Devil’s contract

agreement-business-businessman-48195.jpgSamir reached for his phone just as he opened his eyes and checked the status of his last released book as was his habit. It was still first on the bestseller list even after all these weeks. He picked up the newspaper, an article on the lower right-hand corner read, “Health of the hugely successful and controversial writer Samir Shastri rapidly deteriorates.” Samir put the paper away and wondered how much of the book’s sales were due to his supposedly sudden demise. He had wanted to finish another book before his time was up, but he found the constant headaches made it difficult to write. He had known the devil had a good sense of irony but had not predicted that he would have a brain tumor because of it. Well, as far as cancers went it was a fast way to go. He looked around himself at the five-star hospital room where he had spent the past few weeks of his life, it wasn’t a bad way to go.
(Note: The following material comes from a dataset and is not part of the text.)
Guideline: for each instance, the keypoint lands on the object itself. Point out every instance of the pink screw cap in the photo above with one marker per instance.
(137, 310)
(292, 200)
Samir was sure it would happen that day because the same day ten years ago he had signed the contract.

“You can show yourself now you old hag, we can have a chat before you cap me off…” Samir shouted to the empty room.

The window on the right of his hospital bed darkened. The darkness seemed to pulse and percolate into the room where it gathered itself just a few feet from Samir’s bed. The darkness grew until it seemed to feed on the light in the room. It condensed into large leathery wings, a face that had the large eyes of a fly and lion’s mouth and a snake’s tongue. Its body had four arms with long claws and the body ended in the tentacles of an octopus.

Samir rolled his eyes.

“You will show more respect when you talk to Beelzebub, Duke of hell.”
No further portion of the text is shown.